Le rapport d'enquête est disponible à : http://www.moptc.pt/tempfiles/20060608181643moptc.pdf
Résumé des faits
- Le vol TS 236 a décollé de Toronto à 20 h 52 (EST) le jeudi 23 août 2001 à destination de Lisbonne au Portugal. Il a effectué un atterrissage d'urgence à 6 h 45 (UTC) le 24 août 2001, à la base de Lajes, sur l'île de Terceira, aux Açores (Portugal). Il y avait 293 passagers et 13 membres d'équipage à bord.
- L'appareil était un Airbus A330 fabriqué en 1999, configuré avec 362 sièges et mis en ligne par Air Transat en avril 1999. Cet appareil est toujours exploité par Air Transat.
- Au départ de Toronto, l'appareil emportait 47,9 tonnes de carburant, soit 5,5 tonnes de plus que la quantité requise par la réglementation.
- Il a été estimé qu'une fuite de carburant a commencé à 4 h 38 (UTC), soit après environ quatre heures de vol, à la suite de la rupture d’une conduite de carburant dans le moteur droit (et non dans un réservoir). Pratiquement indétectable pendant près d’une heure, la fuite s’est progressivement aggravée.
- À 5 h 45 (UTC), alors aux prises avec une situation manifestement anormale, mais sans avoir été en mesure de diagnostiquer la fuite, les pilotes ont pris la décision de se dérouter sur les Açores, par prudence. L’appareil se trouvait alors au nord-est de ces îles, et a dû bifurquer en direction sud-ouest.
- À 6 h 13 (UTC), faute de carburant, le moteur droit s'est arrêté, suivi 13 minutes plus tard du moteur gauche. Les moteurs n’ont pas pris feu. Par la suite, l'appareil a plané pendant 19 minutes sur une distance de 65 milles marins (environ 120 km) pour atteindre Lajes. Le Airbus A330 est un gros porteur qui, à vide, pèse aux environs de 120 tonnes métriques. On peut penser qu’au moment du vol plané, la masse totale de l’avion était de l’ordre de 150 à 160 tonnes métriques. La quantité de carburant perdue serait de l’ordre de 15 tonnes.
- À 6 h 45 (UTC), soit 2 h 45 (EST), le 24 août, l'appareil a atterri à Lajes, à une vitesse estimée à 200 noeuds (environ 370 km/h), une vitesse plus élevée que la vitesse normale d’atterrissage. L’évacuation des passagers s'est par la suite déroulée en quelque 90 secondes, et seize passagers et deux membres d'équipage ont alors été blessés. Toutes les blessures étaient mineures ou très mineures, sauf pour deux passagers, qui ont subi des blessures sérieuses sans que leur vie n'ait été menacée.

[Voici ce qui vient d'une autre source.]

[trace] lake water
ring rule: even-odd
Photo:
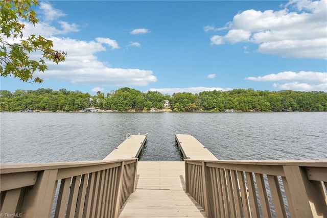
[[[140,161],[179,161],[174,134],[219,159],[327,159],[327,112],[0,113],[2,163],[101,160],[148,133]]]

- L'enquête a été menée par le Portugal (Aviation Accidents Prevention and Investigation Department of Portugal), le pays où l'événement s'est produit, selon le cadre posé par l'Annexe 13 de la Convention de l'Organisation de l'Aviation Civile Internationale. Le Bureau de la sécurité des transports et Transports Canada (Canada), le Bureau d'Enquêtes et d'Analyses pour la Sécurité de l'Aviation Civile et la Direction Générale de l'Aviation Civile (France), le Air Accidents Investigation Branch (Royaume-Uni), Air Transat, Airbus et Rolls-Royce ont également participé à l'enquête. Conformément à l’article 3.1 de l'Annexe 13, le seul objectif de telles enquêtes est de prévenir les accidents et les incidents, et non d'assigner des responsabilités, de sorte qu’aucun blâme n’a été porté.

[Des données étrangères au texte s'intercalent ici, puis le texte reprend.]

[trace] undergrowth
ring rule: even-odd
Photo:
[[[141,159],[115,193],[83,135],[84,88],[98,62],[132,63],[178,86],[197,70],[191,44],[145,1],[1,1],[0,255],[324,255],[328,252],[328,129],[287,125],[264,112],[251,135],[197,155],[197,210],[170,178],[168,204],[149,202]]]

- Comme c’est souvent le cas, il s’est avéré que l’accident découlait d’un ensemble de facteurs, y compris une erreur d’entretien commise par Air Transat et immédiatement reconnue par l’entreprise. Les principales recommandations évoquées dans le rapport d’enquête portaient sur l’amélioration des systèmes de détection des fuites sur les Airbus A330, sur les listes de vérification, sur la formation des pilotes et sur les manuels, procédures et règlements liés à la planification et à l’exécution du remplacement de composantes majeures. Aucune recommandation ne visait spécifiquement et exclusivement Air Transat.

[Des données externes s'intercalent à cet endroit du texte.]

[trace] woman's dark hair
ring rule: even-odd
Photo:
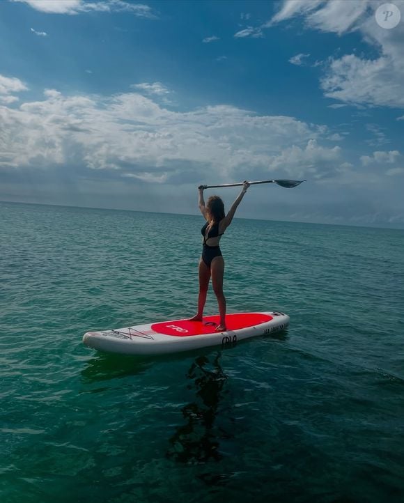
[[[206,203],[206,209],[214,222],[218,222],[224,218],[224,204],[219,196],[210,196]]]

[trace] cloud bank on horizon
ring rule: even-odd
[[[404,227],[404,28],[382,3],[218,2],[212,26],[203,2],[3,3],[0,200],[195,212],[201,183],[307,178],[244,215]]]

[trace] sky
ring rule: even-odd
[[[238,216],[404,229],[404,0],[2,0],[0,44],[0,201],[196,215],[306,179]]]

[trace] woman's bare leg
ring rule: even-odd
[[[216,327],[217,332],[226,330],[226,297],[223,293],[223,276],[224,274],[224,260],[222,256],[215,257],[210,264],[212,286],[217,297],[220,324]]]
[[[202,320],[203,308],[205,307],[206,295],[208,294],[208,288],[209,287],[209,280],[210,279],[210,269],[209,269],[202,258],[199,260],[199,295],[198,295],[198,312],[194,316],[189,318],[189,321]]]

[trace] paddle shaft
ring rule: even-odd
[[[305,182],[305,180],[262,180],[258,182],[249,182],[250,185],[256,185],[259,183],[277,183],[281,187],[290,189],[293,187],[296,187],[302,182]],[[218,187],[241,187],[244,185],[244,182],[240,183],[223,183],[220,185],[203,185],[204,189],[215,189]]]

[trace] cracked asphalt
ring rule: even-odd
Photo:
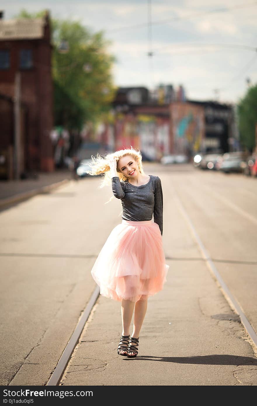
[[[120,303],[100,296],[60,385],[256,385],[256,348],[176,203],[256,331],[256,179],[189,165],[145,168],[162,180],[170,268],[149,300],[138,355],[118,355]],[[46,384],[94,290],[91,270],[121,221],[120,201],[104,205],[111,193],[99,182],[71,181],[0,214],[2,385]]]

- L’équipage a fait preuve de sang-froid et de professionnalisme. Les pilotes, Robert Piché et Dirk De Jager, ont été reconnus par leurs pairs pour leur performance. Quant aux 11 agents de bord, ils ont accompli leur travail en suivant rigoureusement les directives du commandant de bord, et en agissant selon l’entraînement reçu. Leur comportement exemplaire a été reconnu publiquement par de nombreux passagers.